4L’apport du photographe suisse à l’histoire visuelle argentine est indiscutable. À cela s’ajoute son extraordinaire capacité d’observation, et la qualité de ses travaux, tant par leurs aspects techniques que par leurs compositions. Ce qui le différencie de ses prédécesseurs, encore en activité dans l’ultime décennie du XIXe siècle, c’est sa fine compréhension de la société, de ses hommes, de ses coutumes, et des transformations qui se produisaient devant lui, ainsi que la manière avec laquelle il a pu transposer cette compréhension sociologique en une œuvre photographique.

5 Rimathé arriva à Buenos Aires, aux alentours de 1888, alors que Juarez Celman était arrivé presque deux ans auparavant à la présidence de la Nation. L’ascension du gendre de Julio A. Roca, le précédent président de l’Argentine, en avait surpris et offusqué plus d’un. Les actions de son gouvernement finiraient par crisper une partie encore plus importante de cette société. Juarez Celman venait de la province de Cordoba, où il avait étudié le droit, et réalisé une brillante et rapide carrière en politique. Ses actions s’orientèrent très tôt à promouvoir la séparation définitive entre l’Église et l’État. Une thématique qui s’était imposée dans le programme de tous les députés, mais qui à cette époque se convertit en un des axes centraux dans lesquels la transformation se révéla. Ainsi, en 1884, quand Lucio Vicente López publie son célèbre La gran aldea, (Vicente López, 1992) il ne laisse pas passer l’occasion de critiquer ce clergé usé et rétrograde. Dans le chapitre 12, López réalise la description d’un moine, qui s’en va assister une moribonde. Le ton est d’un humour des plus crus :

« S’approcha du lit un frère obèse, vêtu de couleurs voyantes, impassible comme un phoque, gras comme un porc : le visage aplati par le stigmate de la gourmandise et des appétits charnels, la bouche épaisse comme celle d’un satyre, l’œil stupide, l’oreille de chauve-souris, les pommettes colorées comme celles d’un clown.
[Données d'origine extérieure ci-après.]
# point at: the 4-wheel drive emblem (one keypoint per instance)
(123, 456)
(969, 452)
Il ouvrit entre ses mains grasses et charnues, un livre dont un pantin avec un cierge éclairait les pages, et éruta [sic] sur le cadavre dans un latin barbare et nasillard quelques prières avec la stupéfiante inconscience d’un moulin à paroles. » (Vicente López, 1992 : 18)
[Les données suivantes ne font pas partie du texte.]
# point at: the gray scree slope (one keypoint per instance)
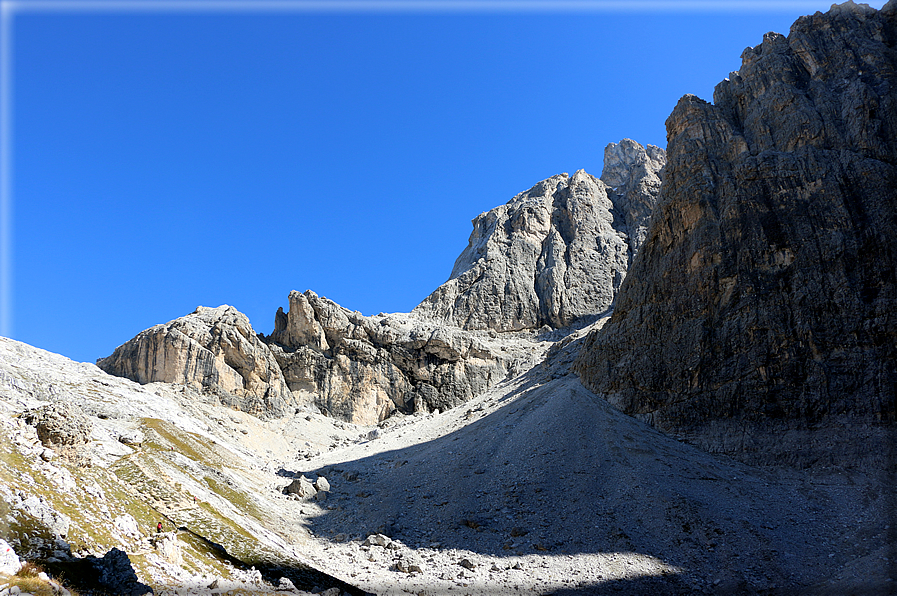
(759, 318)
6En tant que président, qui souvenons-nous n’agissait pas en suivant la ligne des présidents historiques, Juarez Celman profita de la situation pour accumuler tout le pouvoir qu’il put, depuis l’État, mais aussi depuis le parti, se faisant nommer président du PAN .
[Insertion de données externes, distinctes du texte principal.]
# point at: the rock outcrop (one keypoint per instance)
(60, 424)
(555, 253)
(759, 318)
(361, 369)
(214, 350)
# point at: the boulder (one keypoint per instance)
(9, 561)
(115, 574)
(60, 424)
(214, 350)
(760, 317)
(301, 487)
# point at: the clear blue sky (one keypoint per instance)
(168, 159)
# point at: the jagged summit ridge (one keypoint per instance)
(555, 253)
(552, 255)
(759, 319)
7 La décennie de 80 arrivait à sa fin dans une conjoncture économique favorable. Cependant, peu de temps après allait se produire une des premières crises importantes du jeune pays. La campagne militaire de 1879, la parodique « Campagne du désert », et la nomination ultérieure de Roca comme président de l’Argentine, scellait définitivement le processus qui avait commencé en 1852, avec la bataille de Caseros. Concrètement, cela se traduisit par l’accélération de la dernière étape de la structuration de l’État National, qui pour cette époque pouvait maintenant affirmer sans complexe qu’il « possède le monopole de la force légitime, établi sur la défaite des dissidences provinciales » (Terán, 2008 : 76). À ce moment-là se produisit la tant espérée fédéralisation de la ville de Buenos Aires, et avec cela fut retirée une épine qui, durant quasiment trente ans, était resté fichée au pied de la Nation. Depuis lors furent appliquées les lois laïques d’éducation et du registre civil, qui placèrent dans les mains de l’État le contrôle de la population, jusqu’alors partagé avec l’église catholique.

8 Juarez Celman hérite d’un État fort, en expansion, avec une croissance économique sans précédents, et un développement industriel et agraire qui suivent l’évolution du marché, mais avec une société fragilisée par les divisions et le long processus de construction. L’excès de confiance porte le président sur des chemins qu’il ne pourra pas contrôler : les investissements étrangers arrivent à leur maximum. Les actionnaires, majoritairement anglais, vont étendre significativement le tracé des voies de chemin de fer. Symbole indiscutable du progrès, expression supérieure de l’expansion territoriale, moteur accéléré du développement et de l’avancée de la civilisation. C’est la conclusion finale du processus mis en œuvre contre les populations indigènes qui, signale Terán, « s’appuyait sur une programmation amplement partagée par les élites du monde occidental : que les nations viables étaient celles dotées d’une population de race blanche et de religion chrétienne » (Terán, 2008 : 14).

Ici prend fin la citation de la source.